Based in the city of Lipetsk, the holding develops a number of Russia’s key iron ore fields, including those located at the neighboring Kursk Magnetic Anomaly. Its Belgorod’s Stoilensky mining company is the RF’s third largest iron ore producer and gets most of its raw material from the Anomaly and another deposit, Donetsk Coal Basin just 500km south.
Russia’s wealthiest man
Russia’s wealthiest man (according to Forbes) and NLMK chairman Vladimir Lisin owns almost 90% of NLMK. The rest is held by company management and board members. The stock is publicly traded. Last year the group had sales of a reported $8.4bn and a net profit of $1.2bn. The firm has plans to pay about $390m in 2010 dividends.
Its Urals-based asset, VIZ-Stal, is a domestic leader in cold-rolled electric and transformer steel making with a capacity of more than 200,000 tons of products a year.
New equipment, new technology
According to NLMK, new equipment for the AEIP-8 insulation unit will be supplied from Germany and installed by its manufacturer, LOI. In 2013 the unit is scheduled for a restart. As a result of the investment the unit’s capacity is expected to increase more than 1.5 times and reduce electricity consumption by 30%.

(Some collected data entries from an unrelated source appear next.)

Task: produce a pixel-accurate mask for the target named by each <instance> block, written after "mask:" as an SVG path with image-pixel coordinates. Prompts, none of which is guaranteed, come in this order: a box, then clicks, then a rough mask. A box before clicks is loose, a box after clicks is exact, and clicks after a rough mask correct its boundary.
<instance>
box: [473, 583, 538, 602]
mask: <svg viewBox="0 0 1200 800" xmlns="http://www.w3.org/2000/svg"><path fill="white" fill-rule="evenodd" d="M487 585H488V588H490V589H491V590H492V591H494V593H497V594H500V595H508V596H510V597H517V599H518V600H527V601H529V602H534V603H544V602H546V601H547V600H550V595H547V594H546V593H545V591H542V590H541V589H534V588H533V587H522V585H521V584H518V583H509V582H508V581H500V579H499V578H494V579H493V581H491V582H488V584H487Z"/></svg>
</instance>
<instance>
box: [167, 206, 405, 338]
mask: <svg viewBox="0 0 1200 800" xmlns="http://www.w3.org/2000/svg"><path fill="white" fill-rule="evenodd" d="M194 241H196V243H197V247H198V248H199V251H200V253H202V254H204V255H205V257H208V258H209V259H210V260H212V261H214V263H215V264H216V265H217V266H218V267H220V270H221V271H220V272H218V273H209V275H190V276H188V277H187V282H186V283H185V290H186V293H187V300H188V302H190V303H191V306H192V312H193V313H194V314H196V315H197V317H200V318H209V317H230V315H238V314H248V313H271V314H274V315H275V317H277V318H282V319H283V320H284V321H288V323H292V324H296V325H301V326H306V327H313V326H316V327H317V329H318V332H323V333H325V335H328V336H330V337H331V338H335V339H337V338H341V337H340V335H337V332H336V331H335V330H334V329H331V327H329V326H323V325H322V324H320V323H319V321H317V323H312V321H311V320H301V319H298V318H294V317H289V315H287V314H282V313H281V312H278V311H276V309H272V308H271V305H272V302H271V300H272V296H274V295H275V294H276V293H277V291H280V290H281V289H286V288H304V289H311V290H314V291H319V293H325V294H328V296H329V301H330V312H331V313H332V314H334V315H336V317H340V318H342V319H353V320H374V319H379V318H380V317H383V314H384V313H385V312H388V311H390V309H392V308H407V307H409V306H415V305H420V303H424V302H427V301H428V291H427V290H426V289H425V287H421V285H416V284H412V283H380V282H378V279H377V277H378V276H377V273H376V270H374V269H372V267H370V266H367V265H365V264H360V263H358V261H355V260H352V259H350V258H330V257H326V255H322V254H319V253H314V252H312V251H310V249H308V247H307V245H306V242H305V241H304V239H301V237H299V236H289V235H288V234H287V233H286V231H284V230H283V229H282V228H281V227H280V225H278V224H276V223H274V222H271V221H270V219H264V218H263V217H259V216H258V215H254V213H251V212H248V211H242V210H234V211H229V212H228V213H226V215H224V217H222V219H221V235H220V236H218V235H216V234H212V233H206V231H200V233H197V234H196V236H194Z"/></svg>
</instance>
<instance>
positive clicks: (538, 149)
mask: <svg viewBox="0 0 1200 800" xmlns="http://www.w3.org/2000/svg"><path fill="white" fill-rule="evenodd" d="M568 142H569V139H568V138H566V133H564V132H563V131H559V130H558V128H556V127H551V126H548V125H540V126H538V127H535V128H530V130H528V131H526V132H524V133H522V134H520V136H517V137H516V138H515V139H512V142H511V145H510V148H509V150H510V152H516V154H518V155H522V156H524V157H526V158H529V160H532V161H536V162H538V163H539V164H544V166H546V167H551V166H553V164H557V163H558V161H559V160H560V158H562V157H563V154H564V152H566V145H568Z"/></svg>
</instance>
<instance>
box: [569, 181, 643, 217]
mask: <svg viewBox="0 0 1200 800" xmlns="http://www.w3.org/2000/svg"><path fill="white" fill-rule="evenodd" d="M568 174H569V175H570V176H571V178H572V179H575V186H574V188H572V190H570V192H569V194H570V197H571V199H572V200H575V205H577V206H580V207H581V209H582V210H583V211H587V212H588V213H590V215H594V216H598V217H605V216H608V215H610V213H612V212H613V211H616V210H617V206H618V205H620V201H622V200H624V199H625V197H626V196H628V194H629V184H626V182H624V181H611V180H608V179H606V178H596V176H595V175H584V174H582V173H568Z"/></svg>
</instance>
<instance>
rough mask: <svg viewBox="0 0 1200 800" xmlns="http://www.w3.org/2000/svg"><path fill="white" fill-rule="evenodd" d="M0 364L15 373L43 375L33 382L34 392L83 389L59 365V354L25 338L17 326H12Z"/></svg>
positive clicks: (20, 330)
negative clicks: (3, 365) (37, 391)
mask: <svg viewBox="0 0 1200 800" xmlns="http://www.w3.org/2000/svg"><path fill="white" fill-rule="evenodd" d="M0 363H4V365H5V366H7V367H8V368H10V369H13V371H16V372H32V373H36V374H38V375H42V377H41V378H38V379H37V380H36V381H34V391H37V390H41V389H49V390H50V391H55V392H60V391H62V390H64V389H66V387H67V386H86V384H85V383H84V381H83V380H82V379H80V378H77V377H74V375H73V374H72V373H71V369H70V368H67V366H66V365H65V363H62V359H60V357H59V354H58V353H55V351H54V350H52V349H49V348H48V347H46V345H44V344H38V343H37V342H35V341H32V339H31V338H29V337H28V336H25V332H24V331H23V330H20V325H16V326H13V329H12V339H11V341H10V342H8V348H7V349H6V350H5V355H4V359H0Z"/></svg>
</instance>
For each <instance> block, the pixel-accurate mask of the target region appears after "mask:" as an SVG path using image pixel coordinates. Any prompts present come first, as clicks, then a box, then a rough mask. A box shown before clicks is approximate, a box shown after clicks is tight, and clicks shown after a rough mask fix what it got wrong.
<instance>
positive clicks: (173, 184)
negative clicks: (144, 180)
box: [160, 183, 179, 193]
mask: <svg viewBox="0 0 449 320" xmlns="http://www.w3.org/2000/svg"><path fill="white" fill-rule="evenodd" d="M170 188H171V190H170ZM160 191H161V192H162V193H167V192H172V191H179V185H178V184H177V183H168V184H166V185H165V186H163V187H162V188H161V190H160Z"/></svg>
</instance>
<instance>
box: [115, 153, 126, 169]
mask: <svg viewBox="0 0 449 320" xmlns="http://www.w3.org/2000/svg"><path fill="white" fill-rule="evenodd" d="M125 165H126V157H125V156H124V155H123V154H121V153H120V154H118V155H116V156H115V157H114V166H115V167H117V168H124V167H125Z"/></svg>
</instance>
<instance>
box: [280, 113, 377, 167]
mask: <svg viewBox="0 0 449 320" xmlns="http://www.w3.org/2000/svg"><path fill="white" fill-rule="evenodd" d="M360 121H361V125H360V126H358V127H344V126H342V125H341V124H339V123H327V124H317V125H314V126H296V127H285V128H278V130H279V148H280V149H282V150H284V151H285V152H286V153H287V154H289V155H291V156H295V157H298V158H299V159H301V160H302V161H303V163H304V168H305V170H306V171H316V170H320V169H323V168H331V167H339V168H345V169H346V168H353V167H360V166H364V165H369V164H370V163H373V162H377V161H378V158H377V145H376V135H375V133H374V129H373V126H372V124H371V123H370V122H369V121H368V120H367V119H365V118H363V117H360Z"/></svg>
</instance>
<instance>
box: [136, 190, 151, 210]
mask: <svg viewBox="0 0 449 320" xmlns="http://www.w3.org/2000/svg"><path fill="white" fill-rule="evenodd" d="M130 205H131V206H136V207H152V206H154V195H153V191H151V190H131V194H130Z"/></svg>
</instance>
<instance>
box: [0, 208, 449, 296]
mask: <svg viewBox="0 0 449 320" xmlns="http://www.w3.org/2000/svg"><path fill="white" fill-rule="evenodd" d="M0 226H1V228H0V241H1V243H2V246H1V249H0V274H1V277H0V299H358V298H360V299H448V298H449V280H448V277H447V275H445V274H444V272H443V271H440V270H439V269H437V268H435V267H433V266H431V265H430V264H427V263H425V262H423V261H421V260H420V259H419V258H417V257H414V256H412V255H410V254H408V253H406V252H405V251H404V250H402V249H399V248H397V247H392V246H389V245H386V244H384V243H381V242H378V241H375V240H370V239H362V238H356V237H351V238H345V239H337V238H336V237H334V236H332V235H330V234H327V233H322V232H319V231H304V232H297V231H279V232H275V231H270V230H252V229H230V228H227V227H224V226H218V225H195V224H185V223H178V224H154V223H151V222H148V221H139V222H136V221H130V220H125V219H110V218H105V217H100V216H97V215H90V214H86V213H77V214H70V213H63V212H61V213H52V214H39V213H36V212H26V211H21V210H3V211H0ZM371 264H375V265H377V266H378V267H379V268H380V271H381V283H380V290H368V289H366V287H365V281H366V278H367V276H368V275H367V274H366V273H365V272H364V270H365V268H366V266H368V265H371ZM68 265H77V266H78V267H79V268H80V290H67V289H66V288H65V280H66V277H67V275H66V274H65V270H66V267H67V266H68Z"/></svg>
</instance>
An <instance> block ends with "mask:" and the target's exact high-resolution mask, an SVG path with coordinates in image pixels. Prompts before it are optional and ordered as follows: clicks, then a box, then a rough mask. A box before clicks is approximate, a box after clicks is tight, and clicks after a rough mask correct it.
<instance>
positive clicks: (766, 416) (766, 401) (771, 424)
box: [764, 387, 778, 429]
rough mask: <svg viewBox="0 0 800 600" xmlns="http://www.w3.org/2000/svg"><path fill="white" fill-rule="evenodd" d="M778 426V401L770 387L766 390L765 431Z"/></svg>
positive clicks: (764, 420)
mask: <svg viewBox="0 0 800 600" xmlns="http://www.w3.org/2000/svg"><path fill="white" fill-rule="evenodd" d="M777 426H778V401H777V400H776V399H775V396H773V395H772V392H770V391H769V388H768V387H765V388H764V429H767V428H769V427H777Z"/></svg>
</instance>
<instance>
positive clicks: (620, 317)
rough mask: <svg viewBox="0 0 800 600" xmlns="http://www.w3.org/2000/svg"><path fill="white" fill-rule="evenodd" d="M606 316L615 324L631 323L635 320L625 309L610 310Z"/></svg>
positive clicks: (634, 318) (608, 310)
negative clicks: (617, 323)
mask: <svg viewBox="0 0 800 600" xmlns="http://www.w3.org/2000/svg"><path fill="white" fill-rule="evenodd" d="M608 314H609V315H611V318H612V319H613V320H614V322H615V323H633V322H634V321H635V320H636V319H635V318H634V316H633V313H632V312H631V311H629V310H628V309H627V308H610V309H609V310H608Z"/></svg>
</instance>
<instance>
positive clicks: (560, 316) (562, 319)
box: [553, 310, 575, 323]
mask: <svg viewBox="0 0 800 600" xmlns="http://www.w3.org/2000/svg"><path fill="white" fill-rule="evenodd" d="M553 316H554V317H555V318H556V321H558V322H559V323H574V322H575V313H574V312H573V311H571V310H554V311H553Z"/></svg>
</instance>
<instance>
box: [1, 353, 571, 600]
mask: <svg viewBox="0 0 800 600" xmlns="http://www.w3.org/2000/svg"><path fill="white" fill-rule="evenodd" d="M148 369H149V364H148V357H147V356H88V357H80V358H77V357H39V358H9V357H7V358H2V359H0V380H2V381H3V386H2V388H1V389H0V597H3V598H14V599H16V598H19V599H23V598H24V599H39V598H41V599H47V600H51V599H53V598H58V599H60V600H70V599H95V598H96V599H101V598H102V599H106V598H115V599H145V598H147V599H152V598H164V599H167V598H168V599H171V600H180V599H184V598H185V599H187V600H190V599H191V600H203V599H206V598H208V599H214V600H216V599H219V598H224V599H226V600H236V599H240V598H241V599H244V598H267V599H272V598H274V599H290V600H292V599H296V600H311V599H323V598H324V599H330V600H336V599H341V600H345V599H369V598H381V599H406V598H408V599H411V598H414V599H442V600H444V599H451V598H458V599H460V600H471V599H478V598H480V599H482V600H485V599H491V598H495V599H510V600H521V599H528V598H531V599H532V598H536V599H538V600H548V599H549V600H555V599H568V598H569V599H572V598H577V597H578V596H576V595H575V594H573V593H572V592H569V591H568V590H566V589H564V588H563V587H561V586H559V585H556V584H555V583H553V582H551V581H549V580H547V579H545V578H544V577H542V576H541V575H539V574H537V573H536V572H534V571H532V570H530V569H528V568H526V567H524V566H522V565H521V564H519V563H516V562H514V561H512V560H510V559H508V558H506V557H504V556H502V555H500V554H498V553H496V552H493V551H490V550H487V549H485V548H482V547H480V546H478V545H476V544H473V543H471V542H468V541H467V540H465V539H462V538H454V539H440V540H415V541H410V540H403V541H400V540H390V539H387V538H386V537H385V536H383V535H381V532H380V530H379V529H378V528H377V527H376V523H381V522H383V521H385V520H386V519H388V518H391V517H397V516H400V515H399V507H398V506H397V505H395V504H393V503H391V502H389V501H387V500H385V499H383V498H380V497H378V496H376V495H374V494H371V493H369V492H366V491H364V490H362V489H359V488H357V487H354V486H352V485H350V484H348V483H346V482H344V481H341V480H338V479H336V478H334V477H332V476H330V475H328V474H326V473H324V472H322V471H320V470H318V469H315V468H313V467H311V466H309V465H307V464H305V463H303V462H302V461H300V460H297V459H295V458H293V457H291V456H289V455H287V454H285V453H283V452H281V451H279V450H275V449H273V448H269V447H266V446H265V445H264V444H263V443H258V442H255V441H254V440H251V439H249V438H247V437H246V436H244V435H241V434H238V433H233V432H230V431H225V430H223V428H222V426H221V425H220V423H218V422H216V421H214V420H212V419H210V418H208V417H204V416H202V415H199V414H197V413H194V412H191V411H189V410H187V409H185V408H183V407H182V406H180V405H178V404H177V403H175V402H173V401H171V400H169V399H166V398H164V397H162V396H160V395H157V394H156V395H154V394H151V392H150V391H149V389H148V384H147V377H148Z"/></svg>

AEIP-8 will also be VIZ-Stal’s first unit at its cold rolling mill to employ a new technology using natural gas to heat a steel strip instead of electricity.
Investing in its future
Novolipetsk Steel has been actively investing in its assets beyond the Urals. Its most recent plans cover coal mining and the development of Siberian fields, including Zhernovskoye outside Kemerovo. The firm is expected to invest another $40+m to tap into its huge 250 million ton proven B+C1 coal reserves.
The company’s key focus, however, is steel-making. It acquired its first Ural asset, VIZ-Stal, back in 2006. It inherited a lot of obsolete equipment, some from as far back as the early post-Soviet times.
Since then, the firm has spent an estimated $360m on technical upgrades and technological renovation for VIZ and its other regional asset in the town of Berezovsky, NLMK-Sort.
Last year NLMK reported about $40m worth of upgrades in the entire Ural region. For this year a $55m renovation program has been announced at VIZ-Stal alone. The group is bringing in new technology that will enable its Ekaterinburg subsidiary to start making a new product—high-permeability steel grades, with a capacity of up to 70,000 tons a year.